The Cyrillic Character Set

How It Is Mapped in the ASCII (ANSI) System

In computers, letters, numbers and other symbols are assigned values in the so-called ASCII system (ASCII = American Standard Code for Information Interchange). The normal allocations are (in part): the English letters, punctuation marks and numerals are assigned to positions 32 through 127. Many other symbols and accented (French, Spanish, German, etc.) letters are placed in the range from 128 to 255. This is termed the "extended" ASCII.  In order the make the Russian (Cyrillic) letters available, they are usually put in the upper (extended) range, replacing the Latin accented letters, but there are different ways in which these Cyrillic characters are assigned values.

 

Code Page 1251

The Russian character set (32 pairs of letters) is contained in the extended ASCII (above 128), and is actually based on the Windows environment ANSI coding (ANSI = American National Standards Institute). Here the Russian characters start at number 192, with the upper case first (192-223), and then the lower case (224-255). Other Cyrillic characters including Hungarian, are placed elsewhere. The Yoh (e-dieresis) letter pair is in 168 and 184. The Ukrainian characters and accented vowels are in the region between 165 and 191. This defines "Code Page 1251" and it  is one of the several character maps for different languages developed by Microsoft.  Below is the Cyrillic (Russian) character set as mapped on Code Page 1251.

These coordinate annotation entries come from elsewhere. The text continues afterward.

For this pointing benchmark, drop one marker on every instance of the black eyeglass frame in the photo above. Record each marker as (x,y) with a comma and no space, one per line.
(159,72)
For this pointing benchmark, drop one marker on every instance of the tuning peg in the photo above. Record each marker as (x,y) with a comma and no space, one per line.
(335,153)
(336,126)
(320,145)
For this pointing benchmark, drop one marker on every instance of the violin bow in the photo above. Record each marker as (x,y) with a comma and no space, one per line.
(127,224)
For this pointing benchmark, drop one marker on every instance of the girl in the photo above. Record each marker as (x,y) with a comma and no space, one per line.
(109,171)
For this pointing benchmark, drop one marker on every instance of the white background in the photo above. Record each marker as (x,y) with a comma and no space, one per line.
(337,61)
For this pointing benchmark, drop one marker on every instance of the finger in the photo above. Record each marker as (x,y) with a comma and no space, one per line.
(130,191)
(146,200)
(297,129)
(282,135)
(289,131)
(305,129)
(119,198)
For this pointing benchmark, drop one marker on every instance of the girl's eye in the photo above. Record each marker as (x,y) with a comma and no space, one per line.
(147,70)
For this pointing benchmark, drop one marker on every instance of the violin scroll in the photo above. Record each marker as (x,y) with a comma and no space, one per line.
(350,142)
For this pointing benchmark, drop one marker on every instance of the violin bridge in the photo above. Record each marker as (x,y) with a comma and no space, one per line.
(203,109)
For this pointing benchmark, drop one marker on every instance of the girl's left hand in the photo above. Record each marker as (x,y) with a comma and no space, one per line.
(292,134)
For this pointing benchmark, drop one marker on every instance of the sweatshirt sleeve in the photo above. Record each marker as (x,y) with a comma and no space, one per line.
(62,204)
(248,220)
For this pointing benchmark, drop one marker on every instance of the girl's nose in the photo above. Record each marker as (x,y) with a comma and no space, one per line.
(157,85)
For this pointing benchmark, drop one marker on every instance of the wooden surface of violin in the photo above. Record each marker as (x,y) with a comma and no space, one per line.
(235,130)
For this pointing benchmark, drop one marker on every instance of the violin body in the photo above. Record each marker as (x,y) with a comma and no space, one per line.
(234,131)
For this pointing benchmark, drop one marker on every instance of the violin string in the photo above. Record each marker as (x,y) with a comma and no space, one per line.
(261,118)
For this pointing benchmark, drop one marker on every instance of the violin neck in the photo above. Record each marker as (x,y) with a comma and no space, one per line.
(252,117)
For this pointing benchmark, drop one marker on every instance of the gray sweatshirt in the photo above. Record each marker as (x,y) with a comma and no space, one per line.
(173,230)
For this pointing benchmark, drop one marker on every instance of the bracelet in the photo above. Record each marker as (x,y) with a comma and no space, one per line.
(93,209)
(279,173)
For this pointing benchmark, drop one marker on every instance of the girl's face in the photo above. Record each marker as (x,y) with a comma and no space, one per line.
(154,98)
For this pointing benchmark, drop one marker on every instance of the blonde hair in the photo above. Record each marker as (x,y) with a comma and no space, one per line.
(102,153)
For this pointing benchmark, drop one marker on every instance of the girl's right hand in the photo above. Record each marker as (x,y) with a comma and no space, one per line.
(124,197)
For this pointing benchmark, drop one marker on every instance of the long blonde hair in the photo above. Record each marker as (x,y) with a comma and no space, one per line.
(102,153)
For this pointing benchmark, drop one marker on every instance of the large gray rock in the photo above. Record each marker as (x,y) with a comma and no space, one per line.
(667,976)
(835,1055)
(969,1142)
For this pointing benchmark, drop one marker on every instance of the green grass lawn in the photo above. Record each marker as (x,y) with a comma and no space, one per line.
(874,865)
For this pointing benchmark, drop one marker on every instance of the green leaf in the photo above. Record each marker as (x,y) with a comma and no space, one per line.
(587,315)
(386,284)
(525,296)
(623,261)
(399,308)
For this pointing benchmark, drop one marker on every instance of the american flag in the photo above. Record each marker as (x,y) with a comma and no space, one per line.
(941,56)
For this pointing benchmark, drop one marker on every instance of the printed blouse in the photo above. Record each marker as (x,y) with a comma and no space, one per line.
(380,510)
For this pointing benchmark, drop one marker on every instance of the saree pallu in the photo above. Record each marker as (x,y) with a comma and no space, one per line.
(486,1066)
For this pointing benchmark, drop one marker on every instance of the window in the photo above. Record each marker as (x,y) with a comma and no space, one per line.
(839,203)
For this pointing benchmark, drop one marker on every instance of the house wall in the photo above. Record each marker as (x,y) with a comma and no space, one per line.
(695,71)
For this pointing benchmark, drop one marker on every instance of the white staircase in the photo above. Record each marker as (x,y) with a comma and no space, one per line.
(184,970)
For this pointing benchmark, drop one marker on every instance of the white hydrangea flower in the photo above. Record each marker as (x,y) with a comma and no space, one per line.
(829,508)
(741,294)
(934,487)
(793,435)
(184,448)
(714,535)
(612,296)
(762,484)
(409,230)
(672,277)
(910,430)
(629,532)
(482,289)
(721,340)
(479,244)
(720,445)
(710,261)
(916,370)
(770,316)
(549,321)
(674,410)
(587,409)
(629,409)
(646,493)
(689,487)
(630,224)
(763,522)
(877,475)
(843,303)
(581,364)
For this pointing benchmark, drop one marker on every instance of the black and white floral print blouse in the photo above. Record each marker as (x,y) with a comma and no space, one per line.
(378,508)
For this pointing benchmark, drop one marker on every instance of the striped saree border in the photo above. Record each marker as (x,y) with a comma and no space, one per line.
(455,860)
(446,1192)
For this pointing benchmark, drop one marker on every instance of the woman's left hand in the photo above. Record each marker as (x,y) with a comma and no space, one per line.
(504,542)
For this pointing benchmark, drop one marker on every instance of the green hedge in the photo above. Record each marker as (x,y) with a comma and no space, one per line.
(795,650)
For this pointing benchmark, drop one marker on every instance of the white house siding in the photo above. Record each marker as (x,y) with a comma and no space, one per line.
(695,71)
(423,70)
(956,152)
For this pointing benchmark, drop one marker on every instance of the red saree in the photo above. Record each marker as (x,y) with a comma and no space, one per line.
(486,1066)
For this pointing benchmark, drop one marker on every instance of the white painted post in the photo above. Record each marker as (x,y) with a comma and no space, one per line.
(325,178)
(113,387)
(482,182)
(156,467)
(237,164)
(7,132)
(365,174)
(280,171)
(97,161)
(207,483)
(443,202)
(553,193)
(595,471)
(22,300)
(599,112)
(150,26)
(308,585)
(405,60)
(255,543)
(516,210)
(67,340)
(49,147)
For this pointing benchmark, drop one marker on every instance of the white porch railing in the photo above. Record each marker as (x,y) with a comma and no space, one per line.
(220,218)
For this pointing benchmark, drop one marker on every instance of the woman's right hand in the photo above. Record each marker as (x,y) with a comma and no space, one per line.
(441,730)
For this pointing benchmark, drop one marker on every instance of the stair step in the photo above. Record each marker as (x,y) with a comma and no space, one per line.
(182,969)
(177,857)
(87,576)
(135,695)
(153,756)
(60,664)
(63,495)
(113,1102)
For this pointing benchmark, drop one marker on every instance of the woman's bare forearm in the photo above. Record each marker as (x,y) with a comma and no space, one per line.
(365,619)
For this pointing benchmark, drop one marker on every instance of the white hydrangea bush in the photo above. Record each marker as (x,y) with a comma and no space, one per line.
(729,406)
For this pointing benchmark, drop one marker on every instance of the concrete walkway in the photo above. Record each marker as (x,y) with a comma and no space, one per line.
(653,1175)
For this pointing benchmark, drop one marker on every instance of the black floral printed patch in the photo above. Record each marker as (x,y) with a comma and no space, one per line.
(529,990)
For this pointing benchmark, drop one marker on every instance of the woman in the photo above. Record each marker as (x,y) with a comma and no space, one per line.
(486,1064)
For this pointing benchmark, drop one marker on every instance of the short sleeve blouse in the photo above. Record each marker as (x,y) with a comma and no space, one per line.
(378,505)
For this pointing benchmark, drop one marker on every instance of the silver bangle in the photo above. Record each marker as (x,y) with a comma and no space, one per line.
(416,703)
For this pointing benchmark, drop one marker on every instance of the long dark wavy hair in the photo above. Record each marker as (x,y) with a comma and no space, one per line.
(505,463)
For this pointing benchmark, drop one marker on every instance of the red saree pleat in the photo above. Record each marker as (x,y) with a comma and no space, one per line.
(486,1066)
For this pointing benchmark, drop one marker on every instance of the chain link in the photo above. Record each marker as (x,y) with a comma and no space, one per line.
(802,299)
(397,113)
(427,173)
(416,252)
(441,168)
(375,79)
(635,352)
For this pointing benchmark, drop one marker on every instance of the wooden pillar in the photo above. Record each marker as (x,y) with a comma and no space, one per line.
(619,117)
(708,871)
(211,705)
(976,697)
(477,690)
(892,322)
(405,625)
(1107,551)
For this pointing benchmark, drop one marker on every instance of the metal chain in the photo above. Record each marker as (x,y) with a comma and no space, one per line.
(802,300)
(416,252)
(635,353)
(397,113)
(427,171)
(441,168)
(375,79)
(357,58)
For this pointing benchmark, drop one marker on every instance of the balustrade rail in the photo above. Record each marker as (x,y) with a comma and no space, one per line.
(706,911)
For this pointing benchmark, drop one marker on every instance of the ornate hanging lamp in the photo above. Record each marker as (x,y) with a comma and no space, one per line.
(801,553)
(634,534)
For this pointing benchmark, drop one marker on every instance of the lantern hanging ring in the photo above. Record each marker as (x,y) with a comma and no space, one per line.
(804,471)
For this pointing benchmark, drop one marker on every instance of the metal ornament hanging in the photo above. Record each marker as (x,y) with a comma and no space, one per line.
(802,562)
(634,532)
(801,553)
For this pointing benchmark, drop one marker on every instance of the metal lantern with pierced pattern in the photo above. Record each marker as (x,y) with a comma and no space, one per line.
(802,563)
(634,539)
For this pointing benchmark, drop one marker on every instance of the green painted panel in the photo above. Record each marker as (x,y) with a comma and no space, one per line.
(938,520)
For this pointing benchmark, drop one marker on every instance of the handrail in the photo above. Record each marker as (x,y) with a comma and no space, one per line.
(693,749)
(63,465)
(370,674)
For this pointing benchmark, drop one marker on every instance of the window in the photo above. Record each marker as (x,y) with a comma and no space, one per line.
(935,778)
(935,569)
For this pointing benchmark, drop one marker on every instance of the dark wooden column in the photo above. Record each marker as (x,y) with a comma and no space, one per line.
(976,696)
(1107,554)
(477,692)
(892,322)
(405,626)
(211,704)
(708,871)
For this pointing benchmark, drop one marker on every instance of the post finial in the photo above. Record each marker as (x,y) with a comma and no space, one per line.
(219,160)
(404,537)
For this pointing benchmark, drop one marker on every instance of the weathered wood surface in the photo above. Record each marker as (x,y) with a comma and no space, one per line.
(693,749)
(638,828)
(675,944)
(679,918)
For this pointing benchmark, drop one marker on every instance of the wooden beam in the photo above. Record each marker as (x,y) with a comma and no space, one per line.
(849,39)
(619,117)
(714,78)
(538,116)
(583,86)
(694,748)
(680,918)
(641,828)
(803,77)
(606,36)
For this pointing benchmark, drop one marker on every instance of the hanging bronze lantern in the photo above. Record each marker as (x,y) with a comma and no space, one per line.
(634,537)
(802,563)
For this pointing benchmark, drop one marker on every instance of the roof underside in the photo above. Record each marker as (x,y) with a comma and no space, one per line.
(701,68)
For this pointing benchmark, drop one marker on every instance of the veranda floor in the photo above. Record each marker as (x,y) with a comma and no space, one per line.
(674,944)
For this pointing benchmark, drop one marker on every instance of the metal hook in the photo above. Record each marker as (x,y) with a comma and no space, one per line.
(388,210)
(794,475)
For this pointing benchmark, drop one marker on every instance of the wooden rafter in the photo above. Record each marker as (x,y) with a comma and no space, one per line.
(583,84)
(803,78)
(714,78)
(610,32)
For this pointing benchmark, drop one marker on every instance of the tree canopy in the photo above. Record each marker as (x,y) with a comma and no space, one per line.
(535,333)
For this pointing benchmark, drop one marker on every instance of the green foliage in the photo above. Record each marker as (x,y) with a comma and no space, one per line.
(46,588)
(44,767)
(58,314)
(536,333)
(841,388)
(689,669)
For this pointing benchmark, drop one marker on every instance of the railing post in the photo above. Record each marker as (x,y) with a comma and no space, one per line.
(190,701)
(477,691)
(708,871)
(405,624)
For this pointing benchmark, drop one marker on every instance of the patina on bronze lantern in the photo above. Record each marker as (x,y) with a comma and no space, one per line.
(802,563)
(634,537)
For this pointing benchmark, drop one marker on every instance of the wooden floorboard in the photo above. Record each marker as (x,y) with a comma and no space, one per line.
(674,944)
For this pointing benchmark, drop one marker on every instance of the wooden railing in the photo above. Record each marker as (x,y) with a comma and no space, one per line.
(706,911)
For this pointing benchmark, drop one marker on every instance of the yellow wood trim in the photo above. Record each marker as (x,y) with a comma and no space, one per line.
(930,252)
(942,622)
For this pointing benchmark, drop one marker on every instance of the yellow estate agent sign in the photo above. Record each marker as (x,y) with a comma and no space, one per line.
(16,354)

Microsoft and its Windows environment has created some changes in the way character sets are coded, using the ANSI set rather than the original IBM-style ASCII. In this system, character sets of different languages are assigned a specified code that is followed by all font structures. The most widely used mapping is "Code Page 1252" in which the extended range contains many of the French, Spanish, German, and other Latin characters. The coding is independent of the software used for its rendition. Consequently, each word processing application must have a specifically designed keyboard driver to assign the font members to the appropriate keystrokes. The Russian characters are assigned in Microsoft's Cyrillic code page 1251 (see above), and they are arranged in alphabetical order beginning at code 192. Alphabetical sorting, of course, is quite easy, but keyboard driver software is required, so that pressing a given key will print either an English letter, or choose a Cyrillic letter from the extended set. The current Windows 98 includes an optional Cyrillic font and driver and a special keystroke (Alt-Shift, for example) switches the keyboard driver from the English to the Cyrillic mode.  Since the English set is retained in the area below 127, this format can be used for mixed English and Russian text.

Code KOI-8

A second frequently used mapping system is often used in Russia today, especially on the Internet. The mapping is derived from the now-extinct KOI-7 seven-bit arrangement. In the early days of computers, the ASCII code only went to 127. Russian computer systems simply substituted the Russian characters for the English (Latin) set in an approximately phonetic equivalent fashion. When ASCII was expanded to a full two bytes per character up to 255, an attempt was made to accommodate both language character sets in the same system and the same font. Accordingly, the Russian set was simply moved in a block to the upper segment of ASCII. This changed KOI-7 to KOI-8, with the Russian character set in the upper ASCII (192 to 255). KOI is an acronym for the Russian "Kod Obrabotki Informatsii" (= Code for Processing Information). Below is the Cyrillic (Russian) character set as mapped in the KOI-8 system.

DOS Code Page 866

A third mapping system that is still used occasionally is based on the original ASCII arrangement as developed by IBM in their early PC's. The extended ASCII range contained accented letters as in the current ANSI fonts, but allocated quite differently. Included was a section of graphics for making various box shapes. This was widely used in the old DOS (MSDOS and CP/M) computers. This coding, also called the Alternative Variant, is widely used in DOS versions of Cyrillic applications, and it corresponds closely with the MSDOS Code Page 866. The Alternative Variant is still used by many Russian word and text processors in DOS. The ASCII coding system for the Russian character set was for many years an international standard. This mapping format has now been replaced by the more ubiquitous Code Page 1251. It uses the upper ASCII numbers (extended ASCII) for the Cyrillic letters as follows:

Upper case Russian A to Yah = 128 to 159

Lower case Russian a to peh = 160 to 175 and err to yah = 224 to 239

The Yoh letter pair is usually in 240 and 241.

 

Keystroke Map

In this font, the extended (over 127) ASCII is not used. The Russian characters simply replace the English with a direct equivalence in keystrokes. This format should be used with text that is entirely in Russian. English text may be garbled. Files generated with this font can be saved in Rich Text Format, since this format will retain the font choice.

 

Transliteration Font

To make it easier to read Russian for those who have difficulty with the Cyrillic character set, there are various ways of representing Russian letters in English. Since Russian spelling is almost phonetic (unlike English), it is possible to display the Russian letters in English and the text is generally readable and comprehensible. The usual method is to use single English letters as equivalents wherever possible, but then resorting to compounds like "zh", "ts", or "shch." The Transliterated Russian Font is an attempt to use only single characters in transliteration, making conversion in both directions possible. Transliterated Russian uses some symbols to represent Cyrillic letters, as, for example, the apostrophe represents the soft-sign, and the tilde designates the hard-sign. 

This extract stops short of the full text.